Good Reasons to Be
You might want to become a Bootstrap Entrepreneur for lots of reasons. Let's look at some basic ones.
Control and Flexibility
Gaining control over your life, while doing something you believe in, is one sound reason to start a business of your own. Another is flexibility to work the hours you want. Of course, experienced entrepreneurs often say, "I have the freedom to work the hours I choose: eighty hours a week."
Fortunately if we do the right things, all the extra hours we put into the business will be doubly repaid down the road.
More importantly, to paraphrase Confucius: "Find a business you love, and you will never have to work another day in your life."
When you have so much fun in your business that you can't tell your work from your play, why would you want to stop at 5:00 P.M.?
The United Sates government encourages small business formation. An entire department, the Small Business Administration (SBA), aids independent entrepreneurs in starting and succeeding in their own businesses. Although the SBA defines a small business as having up to five hundred employees, about 13 million businesses in America have fewer than five employees (over 80 percent of all businesses).

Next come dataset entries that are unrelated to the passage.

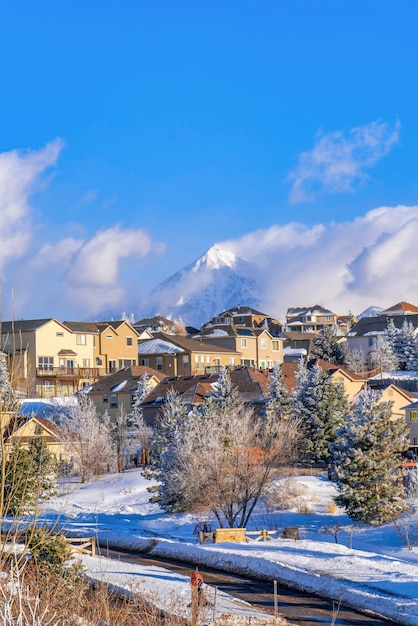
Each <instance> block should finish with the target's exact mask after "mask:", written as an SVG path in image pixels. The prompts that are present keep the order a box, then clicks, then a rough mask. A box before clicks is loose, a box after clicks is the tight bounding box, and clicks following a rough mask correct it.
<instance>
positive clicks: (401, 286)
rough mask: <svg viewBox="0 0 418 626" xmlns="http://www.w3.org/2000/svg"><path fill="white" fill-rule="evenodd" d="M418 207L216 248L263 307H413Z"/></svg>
mask: <svg viewBox="0 0 418 626" xmlns="http://www.w3.org/2000/svg"><path fill="white" fill-rule="evenodd" d="M417 241H418V206H411V207H408V206H398V207H380V208H378V209H374V210H372V211H369V212H368V213H366V215H364V216H362V217H357V218H355V219H353V220H352V221H347V222H339V223H338V222H332V223H330V224H318V225H315V226H312V227H307V226H305V225H303V224H288V225H284V226H278V225H274V226H271V227H270V228H268V229H266V230H259V231H256V232H255V233H249V234H247V235H245V236H244V237H242V238H240V239H236V240H233V241H226V242H223V243H221V244H219V245H220V246H222V247H225V248H227V249H229V250H231V251H232V252H234V253H235V254H236V255H237V256H238V257H240V258H242V259H244V260H246V261H248V262H249V263H251V264H252V266H253V268H254V275H253V278H255V279H256V280H257V283H258V284H259V286H260V288H261V289H262V290H263V291H264V293H265V294H266V298H265V302H264V305H263V306H264V308H265V310H266V311H267V312H271V313H272V314H275V315H278V316H280V317H282V316H283V315H284V314H285V313H286V310H287V308H288V307H289V306H306V305H313V304H315V303H318V304H323V305H324V306H327V307H329V308H331V309H332V310H334V311H335V312H336V313H338V314H345V313H347V312H348V311H349V310H351V311H353V312H354V313H360V312H361V311H362V310H363V309H365V308H366V307H368V306H370V305H380V306H383V307H386V306H390V305H391V304H395V303H396V302H399V301H401V300H409V301H411V302H413V303H415V304H418V301H417V300H418V296H417V294H418V261H417V257H416V245H417Z"/></svg>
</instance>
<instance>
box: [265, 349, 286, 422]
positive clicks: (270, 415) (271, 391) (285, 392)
mask: <svg viewBox="0 0 418 626" xmlns="http://www.w3.org/2000/svg"><path fill="white" fill-rule="evenodd" d="M289 407H290V398H289V396H288V393H287V391H286V387H285V386H284V383H283V374H282V368H281V365H280V363H278V362H277V361H275V362H274V365H273V370H272V372H271V374H270V385H269V393H268V396H267V398H266V404H265V415H266V417H267V419H275V418H277V419H283V418H285V417H288V415H289Z"/></svg>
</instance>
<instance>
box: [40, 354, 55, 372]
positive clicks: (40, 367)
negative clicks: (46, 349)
mask: <svg viewBox="0 0 418 626" xmlns="http://www.w3.org/2000/svg"><path fill="white" fill-rule="evenodd" d="M38 367H39V369H40V370H46V371H52V370H53V369H54V357H53V356H38Z"/></svg>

Your tax benefits as a Bootstrap Entrepreneur can be terrific. Your accountant can guide you best. Ask about operating your car or truck as a company vehicle (with proper signage and for proper purpose), acquiring office equipment, getting write-offs for space in your home used exclusively for business, and obtaining deductions for travel, business meals, entertainment, and other business needs, which may be combined with personal travel or entertainment.
A corporate paycheck might have to be 30 percent higher than your business income for you to enjoy he same after-tax standard of living.

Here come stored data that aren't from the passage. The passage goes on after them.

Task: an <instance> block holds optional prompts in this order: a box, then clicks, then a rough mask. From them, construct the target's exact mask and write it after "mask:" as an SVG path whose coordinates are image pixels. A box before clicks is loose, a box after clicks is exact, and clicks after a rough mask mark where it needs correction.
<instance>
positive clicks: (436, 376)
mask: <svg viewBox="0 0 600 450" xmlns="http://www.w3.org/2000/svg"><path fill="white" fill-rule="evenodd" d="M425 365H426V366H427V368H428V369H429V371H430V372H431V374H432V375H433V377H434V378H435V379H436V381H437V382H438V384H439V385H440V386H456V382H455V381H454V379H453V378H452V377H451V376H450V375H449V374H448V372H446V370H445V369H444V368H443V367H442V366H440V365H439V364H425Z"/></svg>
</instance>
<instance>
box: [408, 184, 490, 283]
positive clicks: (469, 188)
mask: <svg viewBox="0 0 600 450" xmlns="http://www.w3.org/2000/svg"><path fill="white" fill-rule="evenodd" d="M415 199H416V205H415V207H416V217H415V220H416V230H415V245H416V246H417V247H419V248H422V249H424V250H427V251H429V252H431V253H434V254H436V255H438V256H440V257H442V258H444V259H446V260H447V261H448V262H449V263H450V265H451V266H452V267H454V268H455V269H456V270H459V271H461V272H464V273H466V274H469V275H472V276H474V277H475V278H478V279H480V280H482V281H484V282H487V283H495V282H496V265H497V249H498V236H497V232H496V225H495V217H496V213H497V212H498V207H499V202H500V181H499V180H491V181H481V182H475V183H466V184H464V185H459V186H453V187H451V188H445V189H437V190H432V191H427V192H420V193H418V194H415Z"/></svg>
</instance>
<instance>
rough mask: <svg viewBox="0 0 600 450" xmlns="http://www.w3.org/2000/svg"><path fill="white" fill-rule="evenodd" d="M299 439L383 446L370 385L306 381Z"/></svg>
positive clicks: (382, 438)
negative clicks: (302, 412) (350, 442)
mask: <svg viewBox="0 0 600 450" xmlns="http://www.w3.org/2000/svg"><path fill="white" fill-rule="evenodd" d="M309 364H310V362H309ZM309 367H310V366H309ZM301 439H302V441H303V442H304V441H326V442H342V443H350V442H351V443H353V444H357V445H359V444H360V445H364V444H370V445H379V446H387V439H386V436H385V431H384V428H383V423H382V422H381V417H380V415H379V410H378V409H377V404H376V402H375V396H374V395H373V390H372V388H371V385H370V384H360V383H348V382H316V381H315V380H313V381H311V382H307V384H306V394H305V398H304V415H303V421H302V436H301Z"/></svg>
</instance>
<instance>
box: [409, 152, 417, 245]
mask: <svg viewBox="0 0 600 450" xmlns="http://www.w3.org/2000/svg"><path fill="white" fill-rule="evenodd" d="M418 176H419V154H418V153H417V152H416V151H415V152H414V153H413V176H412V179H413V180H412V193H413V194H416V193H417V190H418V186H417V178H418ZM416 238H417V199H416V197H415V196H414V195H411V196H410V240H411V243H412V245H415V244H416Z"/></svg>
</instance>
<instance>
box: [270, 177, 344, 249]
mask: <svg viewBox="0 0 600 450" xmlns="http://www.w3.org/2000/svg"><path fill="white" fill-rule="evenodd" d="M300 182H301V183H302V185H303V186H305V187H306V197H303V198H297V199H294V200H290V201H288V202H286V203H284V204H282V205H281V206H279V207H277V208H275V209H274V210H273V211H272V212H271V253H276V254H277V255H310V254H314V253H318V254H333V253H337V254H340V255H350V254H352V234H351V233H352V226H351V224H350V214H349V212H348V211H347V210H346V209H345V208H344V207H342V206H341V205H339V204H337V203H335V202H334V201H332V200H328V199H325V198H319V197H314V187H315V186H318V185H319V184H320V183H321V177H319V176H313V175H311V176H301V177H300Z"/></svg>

For many Bootstrap Entrepreneurs, owning a business is the cornerstone to their financial plans. Your profit potential in the early years may be less than you want but don't overlook the potential to increase your net worth.

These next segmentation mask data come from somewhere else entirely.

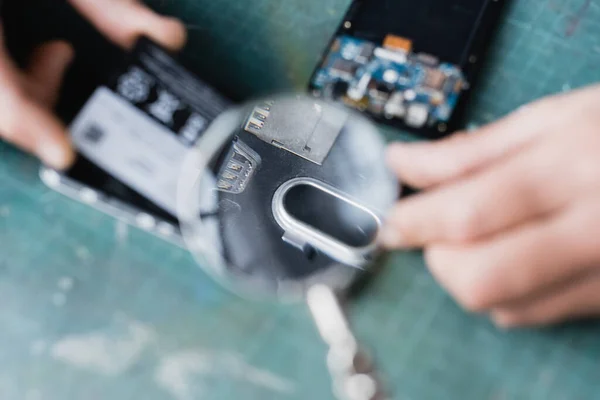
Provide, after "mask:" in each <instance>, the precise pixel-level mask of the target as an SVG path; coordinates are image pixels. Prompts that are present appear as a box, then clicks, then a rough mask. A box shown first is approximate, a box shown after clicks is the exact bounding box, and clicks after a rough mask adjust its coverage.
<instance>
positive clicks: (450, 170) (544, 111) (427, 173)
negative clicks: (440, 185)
mask: <svg viewBox="0 0 600 400" xmlns="http://www.w3.org/2000/svg"><path fill="white" fill-rule="evenodd" d="M599 87H600V86H596V87H591V88H588V89H583V90H580V91H578V92H572V93H569V94H562V95H558V96H554V97H549V98H546V99H544V100H540V101H537V102H536V103H532V104H530V105H528V106H525V107H522V108H521V109H519V110H518V111H516V112H514V113H512V114H510V115H509V116H508V117H506V118H504V119H501V120H499V121H497V122H495V123H492V124H490V125H487V126H485V127H483V128H481V129H479V130H477V131H474V132H472V133H468V134H467V133H459V134H457V135H454V136H451V137H450V138H448V139H445V140H442V141H439V142H430V143H426V142H417V143H405V144H402V143H396V144H392V145H391V146H390V148H389V149H388V154H387V161H388V164H389V166H390V168H391V169H392V170H393V171H394V172H395V173H396V174H398V175H399V176H400V178H401V180H402V181H403V182H404V183H406V184H408V185H411V186H413V187H416V188H427V187H431V186H435V185H439V184H441V183H443V182H447V181H450V180H454V179H457V178H459V177H461V176H465V175H467V174H470V173H472V172H473V171H476V170H478V169H481V168H483V167H485V166H487V165H489V164H491V163H493V162H495V161H497V160H499V159H502V158H503V157H505V156H506V155H507V154H510V153H511V152H513V151H514V150H516V149H518V148H520V147H521V146H523V145H525V144H527V143H530V142H531V141H533V140H535V139H536V138H537V137H539V136H540V135H543V134H544V133H546V132H547V131H548V129H549V128H552V129H555V128H556V127H557V126H559V125H560V121H561V120H563V119H564V118H566V117H568V116H569V115H570V112H571V111H572V110H573V111H575V112H577V111H579V110H578V109H577V107H579V106H578V104H580V103H581V101H572V99H573V97H574V96H580V95H581V92H586V93H587V94H588V96H589V97H593V96H598V94H596V93H597V92H599V91H600V89H599Z"/></svg>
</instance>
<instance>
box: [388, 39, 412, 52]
mask: <svg viewBox="0 0 600 400" xmlns="http://www.w3.org/2000/svg"><path fill="white" fill-rule="evenodd" d="M383 47H385V48H386V49H390V50H400V51H402V52H404V53H410V52H411V50H412V40H410V39H406V38H403V37H401V36H396V35H387V36H386V37H385V40H384V41H383Z"/></svg>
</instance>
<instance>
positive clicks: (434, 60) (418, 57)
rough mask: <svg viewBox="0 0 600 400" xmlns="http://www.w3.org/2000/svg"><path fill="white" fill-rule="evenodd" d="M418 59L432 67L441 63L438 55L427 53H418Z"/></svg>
mask: <svg viewBox="0 0 600 400" xmlns="http://www.w3.org/2000/svg"><path fill="white" fill-rule="evenodd" d="M417 61H419V62H420V63H421V64H425V65H427V66H430V67H437V66H438V65H439V63H440V60H439V59H438V58H437V57H436V56H432V55H431V54H427V53H419V54H417Z"/></svg>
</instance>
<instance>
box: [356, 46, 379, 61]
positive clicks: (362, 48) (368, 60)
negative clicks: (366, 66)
mask: <svg viewBox="0 0 600 400" xmlns="http://www.w3.org/2000/svg"><path fill="white" fill-rule="evenodd" d="M376 47H377V46H375V45H374V44H373V43H369V42H367V43H365V44H364V45H363V46H362V48H361V49H360V53H359V55H358V57H356V62H359V63H361V64H364V63H366V62H368V61H369V60H370V59H371V57H373V53H374V52H375V48H376Z"/></svg>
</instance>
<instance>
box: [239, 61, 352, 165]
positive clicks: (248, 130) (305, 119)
mask: <svg viewBox="0 0 600 400" xmlns="http://www.w3.org/2000/svg"><path fill="white" fill-rule="evenodd" d="M341 61H343V60H341ZM346 120H347V113H346V112H345V111H344V110H341V109H338V108H337V107H336V106H332V105H326V104H324V103H323V102H320V101H317V100H315V101H314V102H311V103H309V102H299V101H295V100H294V99H285V100H279V101H277V102H274V101H268V102H264V103H263V104H261V105H260V106H258V107H255V108H254V110H253V111H252V112H251V115H250V117H249V118H248V121H247V122H246V124H245V127H244V130H245V131H246V132H249V133H252V134H254V135H256V136H257V137H258V138H259V139H261V140H262V141H264V142H267V143H269V144H272V145H274V146H276V147H279V148H282V149H284V150H287V151H289V152H291V153H293V154H295V155H297V156H300V157H302V158H305V159H306V160H309V161H312V162H314V163H315V164H318V165H321V164H323V161H324V160H325V158H326V157H327V154H329V150H330V149H331V147H332V146H333V144H334V143H335V141H336V139H337V137H338V135H339V134H340V131H341V130H342V128H343V127H344V125H345V123H346Z"/></svg>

Net worth is what you own minus what you owe. Besides income, a well-managed business can build increased net worth every year. It's like putting money in a savings account.
For example, let's assume you invest $40,000 in a new business and you borrow the money to do it. Let's also assume you build the business so it has a good reputation, a solid customer base, and a healthy volume of sales. The business is now worth much more because of your efforts.
In the first five years if someone asked you how much money you took out every year, the answer might be so little as to be embarrassing. But look again at what you "saved."
If you paid off your original investment bank loan from business revenue, that's like $40,000 you saved--your net worth is now that much higher. Even better, a profitable business with a promising future could have a market value of $100,000. That's real "savings" in your account--an average of $20,000 per year!
How much would you have to earn as an employee to save $20,000 per year?
Now, let's go a step further. Suppose you choose to sell your business. You might take $20,000 down and $80,000 over a period of four years. By adding on a reasonable rate of interest, you are likely to receive more than $25,000 per year.
Take your choice. Quit working, and get by on $25,000 for a few years. That way you gain back all those extra hours you put into your business. Or if you prefer, start a new business, and do it all over again. Obviously, some businesses may not do as well as this example, and some may do much better.